Thanks you - this helps. I have one follow-up question to make sure I understand properly. Let's say that I don't fully trust the host CPU - the one that is connected to the ATECC608A. How does isolating the keys help me - if at all? I'm far from a crypto expert and so don't fully understand the "mitigation" you talked about. Can you elaborate a bit? Thanks.
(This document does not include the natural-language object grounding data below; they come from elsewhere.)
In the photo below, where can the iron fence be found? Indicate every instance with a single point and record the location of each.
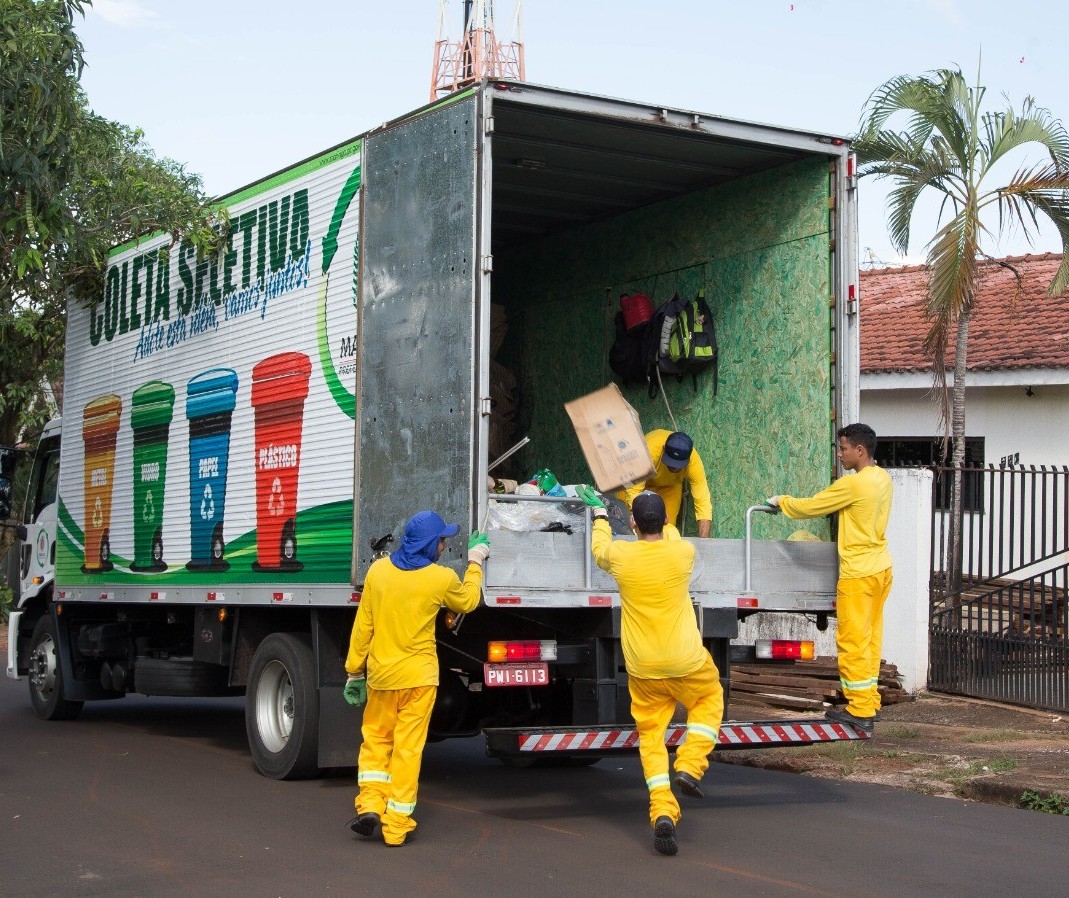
(1001, 629)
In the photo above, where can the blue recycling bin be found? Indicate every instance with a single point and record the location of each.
(210, 404)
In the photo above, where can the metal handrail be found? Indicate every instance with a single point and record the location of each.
(749, 516)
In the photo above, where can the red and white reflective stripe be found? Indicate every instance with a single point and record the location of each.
(771, 733)
(589, 740)
(756, 734)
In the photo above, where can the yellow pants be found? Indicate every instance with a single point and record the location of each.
(652, 706)
(394, 732)
(858, 637)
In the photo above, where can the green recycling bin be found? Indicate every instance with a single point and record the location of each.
(99, 430)
(152, 407)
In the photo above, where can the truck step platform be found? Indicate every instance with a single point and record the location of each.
(603, 740)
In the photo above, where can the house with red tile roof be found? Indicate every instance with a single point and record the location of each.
(1017, 391)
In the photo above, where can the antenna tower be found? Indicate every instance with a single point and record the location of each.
(478, 55)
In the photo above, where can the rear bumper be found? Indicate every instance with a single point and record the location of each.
(605, 741)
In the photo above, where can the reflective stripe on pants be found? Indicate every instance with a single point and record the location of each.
(858, 636)
(652, 706)
(394, 732)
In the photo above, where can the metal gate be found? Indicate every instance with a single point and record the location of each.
(998, 614)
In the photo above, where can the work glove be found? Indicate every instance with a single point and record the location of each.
(356, 691)
(478, 547)
(591, 499)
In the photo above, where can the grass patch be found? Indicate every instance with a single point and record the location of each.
(961, 775)
(899, 732)
(994, 736)
(1044, 804)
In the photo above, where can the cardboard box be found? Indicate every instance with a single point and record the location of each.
(612, 438)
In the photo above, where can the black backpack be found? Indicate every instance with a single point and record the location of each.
(687, 327)
(634, 354)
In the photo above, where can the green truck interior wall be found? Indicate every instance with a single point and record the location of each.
(760, 246)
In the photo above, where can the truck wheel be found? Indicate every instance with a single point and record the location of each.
(282, 709)
(46, 679)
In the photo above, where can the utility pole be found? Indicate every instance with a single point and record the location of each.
(478, 55)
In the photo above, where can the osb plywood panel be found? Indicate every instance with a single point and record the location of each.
(760, 248)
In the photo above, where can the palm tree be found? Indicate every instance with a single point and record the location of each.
(951, 146)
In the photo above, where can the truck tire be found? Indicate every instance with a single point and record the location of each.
(177, 677)
(282, 708)
(46, 676)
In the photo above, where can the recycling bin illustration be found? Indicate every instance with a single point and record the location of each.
(152, 407)
(210, 406)
(99, 430)
(279, 387)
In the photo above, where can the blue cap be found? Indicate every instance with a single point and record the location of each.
(427, 526)
(677, 452)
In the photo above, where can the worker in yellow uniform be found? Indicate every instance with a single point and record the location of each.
(676, 460)
(663, 652)
(862, 496)
(393, 666)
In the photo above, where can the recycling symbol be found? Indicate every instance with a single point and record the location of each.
(207, 504)
(276, 505)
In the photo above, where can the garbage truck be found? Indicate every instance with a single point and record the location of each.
(244, 433)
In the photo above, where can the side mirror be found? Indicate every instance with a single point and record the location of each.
(6, 471)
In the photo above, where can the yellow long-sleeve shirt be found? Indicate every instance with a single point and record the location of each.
(392, 638)
(668, 484)
(864, 500)
(660, 633)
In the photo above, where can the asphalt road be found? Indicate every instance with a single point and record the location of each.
(159, 798)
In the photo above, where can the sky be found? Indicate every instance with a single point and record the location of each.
(238, 89)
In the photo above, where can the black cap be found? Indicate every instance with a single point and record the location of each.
(677, 452)
(648, 509)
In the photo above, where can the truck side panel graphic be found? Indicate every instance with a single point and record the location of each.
(238, 374)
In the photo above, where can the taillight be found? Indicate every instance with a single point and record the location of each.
(784, 649)
(522, 650)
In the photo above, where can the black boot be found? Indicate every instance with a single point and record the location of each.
(664, 836)
(687, 785)
(365, 824)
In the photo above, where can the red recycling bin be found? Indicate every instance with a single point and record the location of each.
(279, 387)
(637, 309)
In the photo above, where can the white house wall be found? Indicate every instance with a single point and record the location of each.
(1003, 538)
(1036, 427)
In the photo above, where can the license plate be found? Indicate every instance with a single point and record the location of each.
(516, 675)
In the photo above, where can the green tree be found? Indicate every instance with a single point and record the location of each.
(954, 148)
(72, 185)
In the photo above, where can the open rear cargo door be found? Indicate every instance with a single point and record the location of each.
(417, 416)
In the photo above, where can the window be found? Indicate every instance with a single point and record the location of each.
(924, 451)
(46, 471)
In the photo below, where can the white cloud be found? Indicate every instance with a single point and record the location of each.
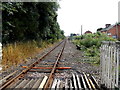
(92, 14)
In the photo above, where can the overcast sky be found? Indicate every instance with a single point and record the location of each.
(91, 14)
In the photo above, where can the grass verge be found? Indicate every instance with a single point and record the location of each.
(14, 54)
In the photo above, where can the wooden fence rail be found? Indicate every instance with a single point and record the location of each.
(110, 64)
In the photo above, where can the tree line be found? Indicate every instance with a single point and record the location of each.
(23, 21)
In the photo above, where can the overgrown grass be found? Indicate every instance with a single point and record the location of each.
(14, 54)
(90, 44)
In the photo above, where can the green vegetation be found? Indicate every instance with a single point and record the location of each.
(28, 27)
(14, 54)
(90, 44)
(23, 21)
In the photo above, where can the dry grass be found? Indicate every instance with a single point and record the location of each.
(14, 54)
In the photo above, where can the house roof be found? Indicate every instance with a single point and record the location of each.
(105, 29)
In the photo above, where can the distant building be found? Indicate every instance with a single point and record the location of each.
(112, 31)
(88, 32)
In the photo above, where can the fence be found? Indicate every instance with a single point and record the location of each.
(109, 60)
(0, 51)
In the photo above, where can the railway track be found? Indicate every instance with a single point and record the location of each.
(46, 74)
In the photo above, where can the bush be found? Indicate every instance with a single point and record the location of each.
(90, 43)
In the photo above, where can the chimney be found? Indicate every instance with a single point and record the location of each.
(107, 25)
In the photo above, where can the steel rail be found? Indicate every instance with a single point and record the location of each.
(51, 76)
(23, 72)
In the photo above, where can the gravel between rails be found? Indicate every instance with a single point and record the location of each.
(71, 58)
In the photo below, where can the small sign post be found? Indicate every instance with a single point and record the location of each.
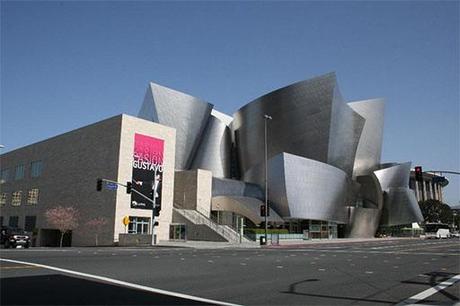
(126, 222)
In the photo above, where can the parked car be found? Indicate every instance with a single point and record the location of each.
(12, 237)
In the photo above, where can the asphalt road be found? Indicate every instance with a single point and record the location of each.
(367, 273)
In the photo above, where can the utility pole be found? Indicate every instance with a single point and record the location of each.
(266, 118)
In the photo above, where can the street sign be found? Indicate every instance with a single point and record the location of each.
(111, 186)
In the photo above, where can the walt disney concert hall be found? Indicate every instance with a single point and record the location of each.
(323, 158)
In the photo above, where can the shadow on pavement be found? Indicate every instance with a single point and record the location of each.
(293, 290)
(435, 279)
(59, 289)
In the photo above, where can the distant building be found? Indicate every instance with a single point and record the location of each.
(430, 189)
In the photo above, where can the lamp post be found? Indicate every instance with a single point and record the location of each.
(266, 118)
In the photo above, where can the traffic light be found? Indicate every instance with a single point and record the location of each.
(418, 174)
(99, 185)
(263, 211)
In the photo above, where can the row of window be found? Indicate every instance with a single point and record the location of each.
(16, 197)
(36, 168)
(30, 222)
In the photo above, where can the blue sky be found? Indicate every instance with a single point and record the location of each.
(68, 64)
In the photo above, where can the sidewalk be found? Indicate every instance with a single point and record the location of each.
(208, 245)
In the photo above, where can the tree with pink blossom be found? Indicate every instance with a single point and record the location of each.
(62, 218)
(97, 225)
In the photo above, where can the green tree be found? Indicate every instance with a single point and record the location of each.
(436, 211)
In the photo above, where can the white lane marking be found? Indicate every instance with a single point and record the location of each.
(123, 283)
(429, 292)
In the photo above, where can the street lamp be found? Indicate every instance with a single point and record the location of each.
(266, 118)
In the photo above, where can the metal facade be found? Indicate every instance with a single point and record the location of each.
(324, 154)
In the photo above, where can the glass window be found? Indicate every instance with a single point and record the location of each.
(3, 196)
(16, 198)
(4, 176)
(138, 225)
(14, 221)
(19, 172)
(36, 168)
(29, 223)
(32, 196)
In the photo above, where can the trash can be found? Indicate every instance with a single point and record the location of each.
(263, 240)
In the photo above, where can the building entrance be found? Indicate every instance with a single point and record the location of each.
(177, 232)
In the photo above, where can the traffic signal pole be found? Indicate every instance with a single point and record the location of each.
(142, 195)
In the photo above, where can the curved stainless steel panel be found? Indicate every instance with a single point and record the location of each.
(394, 176)
(214, 151)
(302, 188)
(228, 187)
(370, 144)
(400, 207)
(244, 206)
(370, 192)
(310, 120)
(187, 114)
(301, 116)
(364, 222)
(344, 134)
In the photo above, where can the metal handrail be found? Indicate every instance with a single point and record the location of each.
(198, 218)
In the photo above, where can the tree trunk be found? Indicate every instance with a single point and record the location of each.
(62, 238)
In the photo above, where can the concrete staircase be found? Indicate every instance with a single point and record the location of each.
(224, 231)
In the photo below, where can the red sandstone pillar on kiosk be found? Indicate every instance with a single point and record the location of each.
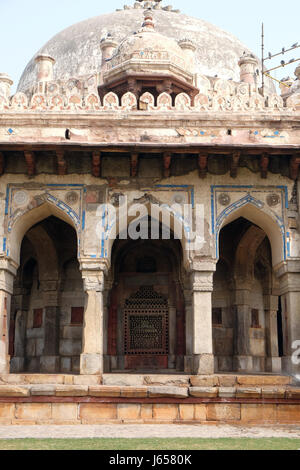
(200, 327)
(7, 274)
(289, 277)
(91, 359)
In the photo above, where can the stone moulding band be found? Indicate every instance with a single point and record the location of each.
(211, 100)
(163, 400)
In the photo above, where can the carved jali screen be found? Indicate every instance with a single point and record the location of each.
(146, 323)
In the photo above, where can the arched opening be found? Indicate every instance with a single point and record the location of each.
(48, 301)
(280, 328)
(245, 300)
(146, 312)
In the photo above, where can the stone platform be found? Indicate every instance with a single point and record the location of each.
(148, 399)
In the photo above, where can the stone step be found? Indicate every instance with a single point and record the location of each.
(154, 392)
(137, 380)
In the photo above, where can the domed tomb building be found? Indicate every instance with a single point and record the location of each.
(149, 204)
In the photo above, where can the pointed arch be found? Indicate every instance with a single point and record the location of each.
(20, 226)
(177, 226)
(251, 210)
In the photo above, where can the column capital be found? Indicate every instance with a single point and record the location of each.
(94, 265)
(93, 274)
(202, 264)
(202, 281)
(8, 271)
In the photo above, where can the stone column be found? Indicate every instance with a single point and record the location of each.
(242, 359)
(91, 359)
(50, 360)
(273, 363)
(202, 359)
(289, 277)
(7, 274)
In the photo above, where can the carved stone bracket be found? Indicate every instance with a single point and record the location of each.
(167, 164)
(134, 161)
(96, 164)
(93, 274)
(202, 165)
(234, 164)
(30, 162)
(61, 163)
(202, 281)
(264, 164)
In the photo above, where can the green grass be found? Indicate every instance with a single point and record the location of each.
(150, 444)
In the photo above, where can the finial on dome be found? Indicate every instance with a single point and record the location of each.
(148, 21)
(149, 4)
(45, 65)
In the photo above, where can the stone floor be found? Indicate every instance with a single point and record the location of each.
(147, 431)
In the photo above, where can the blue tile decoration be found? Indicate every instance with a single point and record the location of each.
(249, 198)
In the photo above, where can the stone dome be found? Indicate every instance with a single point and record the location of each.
(150, 40)
(77, 48)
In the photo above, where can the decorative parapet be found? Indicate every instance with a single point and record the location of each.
(214, 96)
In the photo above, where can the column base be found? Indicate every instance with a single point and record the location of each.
(199, 364)
(5, 365)
(273, 364)
(91, 364)
(17, 365)
(289, 367)
(243, 363)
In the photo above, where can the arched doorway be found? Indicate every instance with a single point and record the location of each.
(146, 313)
(245, 301)
(48, 301)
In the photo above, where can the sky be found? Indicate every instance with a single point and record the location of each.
(26, 25)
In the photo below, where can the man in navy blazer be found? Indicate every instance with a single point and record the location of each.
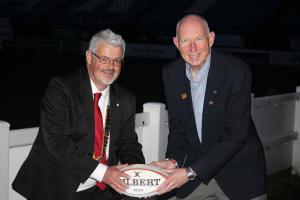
(60, 165)
(212, 141)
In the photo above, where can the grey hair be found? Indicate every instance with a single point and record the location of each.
(201, 19)
(109, 37)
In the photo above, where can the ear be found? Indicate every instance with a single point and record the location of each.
(88, 56)
(211, 38)
(175, 41)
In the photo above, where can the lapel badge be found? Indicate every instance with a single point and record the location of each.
(183, 96)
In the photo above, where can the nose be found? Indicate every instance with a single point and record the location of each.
(111, 64)
(193, 46)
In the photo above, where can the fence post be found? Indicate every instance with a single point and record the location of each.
(154, 135)
(4, 158)
(296, 145)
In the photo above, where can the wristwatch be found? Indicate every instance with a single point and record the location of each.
(173, 161)
(190, 173)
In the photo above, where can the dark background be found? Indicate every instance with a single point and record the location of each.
(43, 38)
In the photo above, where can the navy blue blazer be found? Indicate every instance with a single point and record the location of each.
(61, 156)
(231, 151)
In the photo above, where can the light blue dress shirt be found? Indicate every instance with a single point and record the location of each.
(198, 86)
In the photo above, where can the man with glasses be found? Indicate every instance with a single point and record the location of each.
(86, 129)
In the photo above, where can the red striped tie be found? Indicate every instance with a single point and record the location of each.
(99, 136)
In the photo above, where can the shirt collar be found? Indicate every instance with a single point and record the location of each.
(104, 93)
(201, 73)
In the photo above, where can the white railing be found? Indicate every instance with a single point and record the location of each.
(277, 119)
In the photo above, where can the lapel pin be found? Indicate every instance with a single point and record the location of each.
(183, 96)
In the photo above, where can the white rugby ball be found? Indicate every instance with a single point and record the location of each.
(144, 180)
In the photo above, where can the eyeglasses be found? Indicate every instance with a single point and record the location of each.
(106, 60)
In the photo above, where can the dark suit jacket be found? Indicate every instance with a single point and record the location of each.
(61, 156)
(231, 151)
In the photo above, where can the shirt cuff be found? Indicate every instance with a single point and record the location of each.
(99, 172)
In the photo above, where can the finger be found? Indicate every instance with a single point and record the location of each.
(120, 167)
(124, 175)
(169, 171)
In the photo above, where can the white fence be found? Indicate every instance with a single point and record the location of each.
(277, 119)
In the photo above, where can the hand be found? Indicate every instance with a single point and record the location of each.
(177, 178)
(165, 164)
(112, 177)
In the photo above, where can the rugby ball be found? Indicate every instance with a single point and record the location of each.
(144, 180)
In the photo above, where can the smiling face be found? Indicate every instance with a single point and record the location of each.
(194, 41)
(104, 74)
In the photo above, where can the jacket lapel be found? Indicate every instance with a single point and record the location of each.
(85, 92)
(115, 119)
(213, 88)
(186, 98)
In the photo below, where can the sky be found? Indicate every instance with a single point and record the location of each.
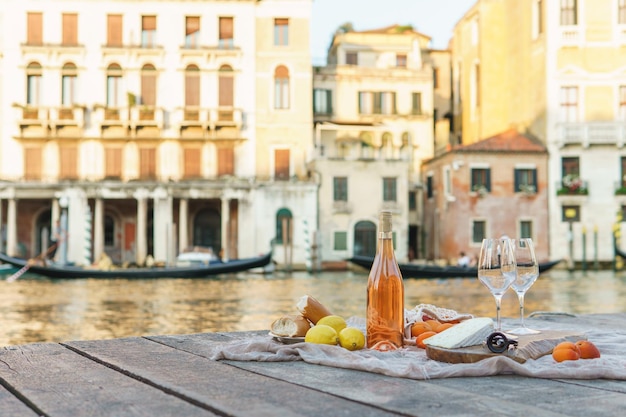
(435, 18)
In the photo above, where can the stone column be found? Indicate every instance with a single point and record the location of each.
(12, 249)
(183, 216)
(141, 248)
(98, 231)
(225, 222)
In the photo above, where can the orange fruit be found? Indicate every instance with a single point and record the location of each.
(419, 341)
(443, 326)
(587, 349)
(420, 327)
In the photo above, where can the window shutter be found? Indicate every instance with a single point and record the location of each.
(70, 29)
(148, 22)
(192, 25)
(114, 30)
(226, 28)
(34, 23)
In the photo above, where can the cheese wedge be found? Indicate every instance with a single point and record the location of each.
(467, 333)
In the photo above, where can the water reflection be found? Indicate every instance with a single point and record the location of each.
(39, 310)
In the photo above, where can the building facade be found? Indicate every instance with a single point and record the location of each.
(146, 127)
(557, 70)
(373, 114)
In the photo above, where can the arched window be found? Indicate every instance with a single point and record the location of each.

You use a key word here "Trust the CPU", the only way to trust the CPU is that if the CPU has integrated secure key storage. A few MCU or MPU will claim have such integrated feature or will have such integrated feature. So let me answer with several analogies. Servers have Intel process that have 4 layers of code access, what they are doing is isolating critical firmware in 4 zones from most critical to least critical (nothing new), you might hear the buzz word of TrustZone, doing what Intel did but among 2 zones. This firmware isolation. A good practice to help you "trust" the critical code running in you systems. Back to the server example, yet servers do you use TPM (trusted platform modules) which are discrete secure key storage. Because the server providers like HP, Dell, AWS, Azure, Google, Facebook, do not trust the keys to be mixed with the CPU. Code has bugs and always will and you don't want those bug to affect you keys. If not, your design could be severely impacted. If your key is altered, you will need to revokate it and update it. But you will update it in a CPU you cannot trust. So the system is stuck. Another example, mobile phones keep the key in the sim card which is physically isolated from the CPU, payment card (smartcard) are secure key storage in a credit card physically isolated from the payment terminal CPU. Isolation the secure key storage is a common practice. In addition to the isolation from FW, it helps with the logistics and cost of logistics. It's easier and cheaper to use a discrete secure key storage than an integrated solution.
Very helpful - thanks
While the ATECC608A is tamper-resistant, why couldn't an attacker simply target the host CPU to compromise the communications with the cloud?